Li Xueqing, Fan Liuping, Liu Yuanfa, Li Jinwei
State Key Laboratory of Food Science and Technology, Jiangnan University, Wuxi, China.
Crit Rev Food Sci Nutr. 2023;63(11):1564-1586. doi: 10.1080/10408398.2021.1965953. Epub 2021 Aug 19.
3D printing technology has been widely used in food processing with its advantages of customized food design, personalized nutrition design, and simplified food supply chain. Food emulsion gels have application value and prospects in food 3D printing due to their promising properties, including biodegradability, biocompatibility, as well as dual characteristics of emulsions and biopolymer gels. Food emulsion gels with appropriate mechanical properties, as a new type of food inks, expand the types and functions of the inks. However, food emulsion gels without adequate reinforced mechanical properties may suffer from defects in shape, texture, mouthfeel, and functionality during 3D printing and subsequent applications. Therefore, it is necessary to summarize the strategies to improve the mechanical properties of food emulsion gels.
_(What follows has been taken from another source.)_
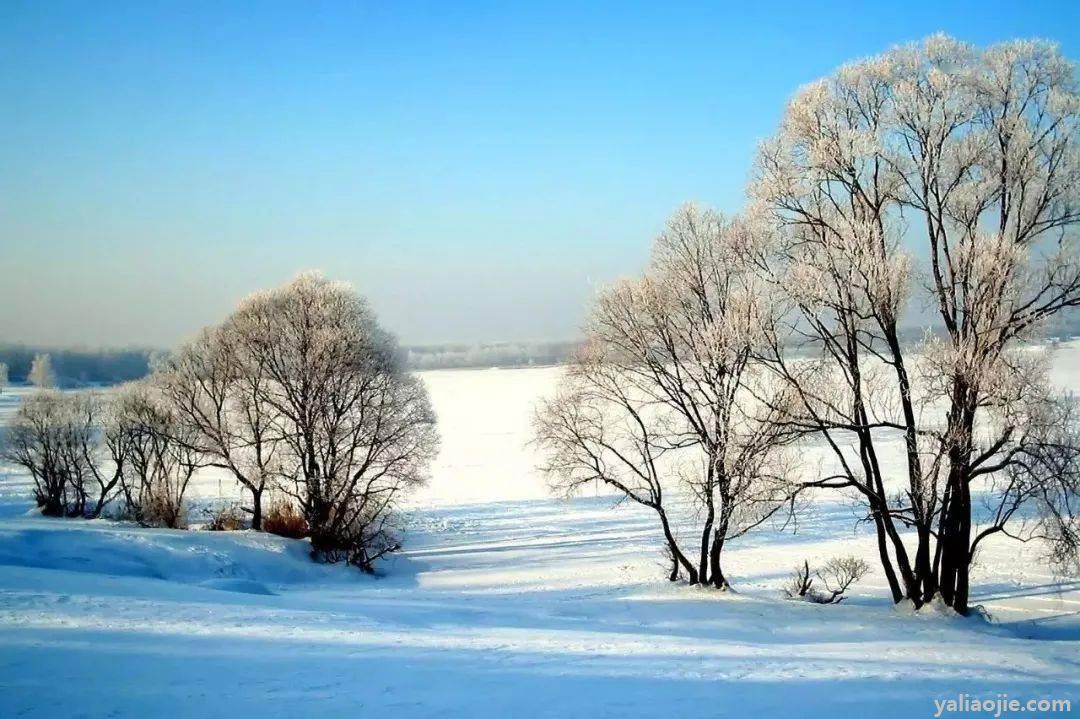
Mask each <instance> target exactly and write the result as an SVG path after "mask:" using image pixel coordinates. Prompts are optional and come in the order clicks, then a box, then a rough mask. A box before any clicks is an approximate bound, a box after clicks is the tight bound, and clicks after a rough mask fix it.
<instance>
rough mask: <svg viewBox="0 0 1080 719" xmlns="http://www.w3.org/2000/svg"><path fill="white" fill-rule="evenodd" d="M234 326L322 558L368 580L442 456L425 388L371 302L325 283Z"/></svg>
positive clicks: (263, 404) (274, 289)
mask: <svg viewBox="0 0 1080 719" xmlns="http://www.w3.org/2000/svg"><path fill="white" fill-rule="evenodd" d="M226 326H227V333H228V334H227V337H228V339H227V340H226V341H227V343H228V344H230V345H231V347H232V348H233V349H234V351H235V352H238V353H240V355H241V356H242V361H241V363H240V366H241V375H243V376H245V377H244V381H245V382H246V389H245V396H249V398H251V402H252V403H255V404H252V405H251V407H249V408H248V409H249V411H252V412H255V413H260V415H262V416H264V417H265V418H269V419H270V425H269V426H268V428H267V432H270V433H272V435H273V437H274V438H275V443H280V445H279V446H278V448H276V450H275V457H274V458H273V462H274V463H275V464H276V465H278V466H279V467H280V469H279V472H280V479H281V481H280V485H281V488H282V490H283V491H285V492H286V493H288V494H289V496H292V497H293V498H294V500H295V501H297V502H298V503H299V505H300V507H301V508H302V511H303V514H305V517H306V518H307V520H308V526H309V527H310V528H311V541H312V548H313V551H314V552H315V553H316V554H319V555H320V556H322V557H324V558H327V559H330V560H338V559H345V560H347V561H349V562H351V564H354V565H356V566H359V567H361V568H363V569H365V570H367V571H370V570H372V569H373V567H374V562H375V561H376V560H377V559H378V558H380V557H381V556H383V555H386V554H387V553H389V552H393V551H395V550H397V548H399V545H400V541H399V538H397V535H396V532H395V531H394V518H395V512H394V511H395V510H396V507H397V505H399V504H400V501H401V499H402V498H403V497H404V496H405V494H406V493H407V492H408V491H409V490H411V489H415V488H416V487H418V486H419V485H421V484H422V483H423V480H424V477H426V473H427V470H428V465H429V463H430V461H431V459H432V458H433V456H434V452H435V450H436V447H437V435H436V432H435V416H434V412H433V411H432V409H431V405H430V403H429V401H428V395H427V390H426V389H424V386H423V383H422V381H421V380H420V379H419V378H417V377H415V376H414V375H410V374H409V372H407V371H406V370H405V369H404V367H403V362H402V356H401V353H400V351H399V349H397V344H396V342H395V340H394V339H393V337H392V336H391V335H390V334H388V333H387V331H386V330H383V329H382V328H381V327H380V326H379V325H378V323H377V322H376V320H375V316H374V314H373V313H372V311H370V309H369V308H368V307H367V304H366V302H364V300H363V299H361V298H360V297H359V296H357V295H356V294H355V293H354V291H353V290H352V289H351V288H349V287H348V286H347V285H342V284H339V283H333V282H329V281H327V280H324V279H323V277H321V276H319V275H316V274H303V275H300V276H299V277H297V279H296V280H295V281H294V282H292V283H289V284H288V285H286V286H284V287H281V288H278V289H273V290H270V291H267V293H260V294H258V295H255V296H253V297H251V298H248V299H246V300H245V301H244V302H243V303H242V304H241V306H240V308H239V309H238V310H237V311H235V312H234V313H233V315H232V316H231V317H230V318H229V321H228V323H227V325H226ZM256 378H257V379H258V383H257V384H256V383H255V381H256ZM243 421H244V422H245V431H246V430H252V429H254V425H253V422H251V421H248V420H246V419H245V420H243Z"/></svg>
According to the methods of characterizing the mechanical properties of emulsion gels, this article summarizes four strategies for improving the mechanical properties of emulsion gels through two ways: inside-out (reinforcement of interface and reinforcement of cross-linking) and outside-in (physical approaches and environmental regulations), as well as their basic mechanisms. The application status and future research trends of emulsion gels in food 3D printing are finally discussed.
3D打印技术凭借其在定制食品设计、个性化营养设计以及简化食品供应链等方面的优势,已在食品加工领域得到广泛应用。食品乳液凝胶因其具有包括生物可降解性、生物相容性以及乳液和生物聚合物凝胶的双重特性等优良性能,在食品3D打印中具有应用价值和前景。具有适当机械性能的食品乳液凝胶作为一种新型食品墨水,扩展了墨水的类型和功能。然而,机械性能未得到充分增强的食品乳液凝胶在3D打印及后续应用过程中可能会在形状、质地、口感和功能方面存在缺陷。因此,有必要总结提高食品乳液凝胶机械性能的策略。根据表征乳液凝胶机械性能的方法,本文通过由内而外(界面增强和交联增强)和由外而内(物理方法和环境调控)两种方式总结了四种提高乳液凝胶机械性能的策略及其基本机制。最后讨论了乳液凝胶在食品3D打印中的应用现状和未来研究趋势。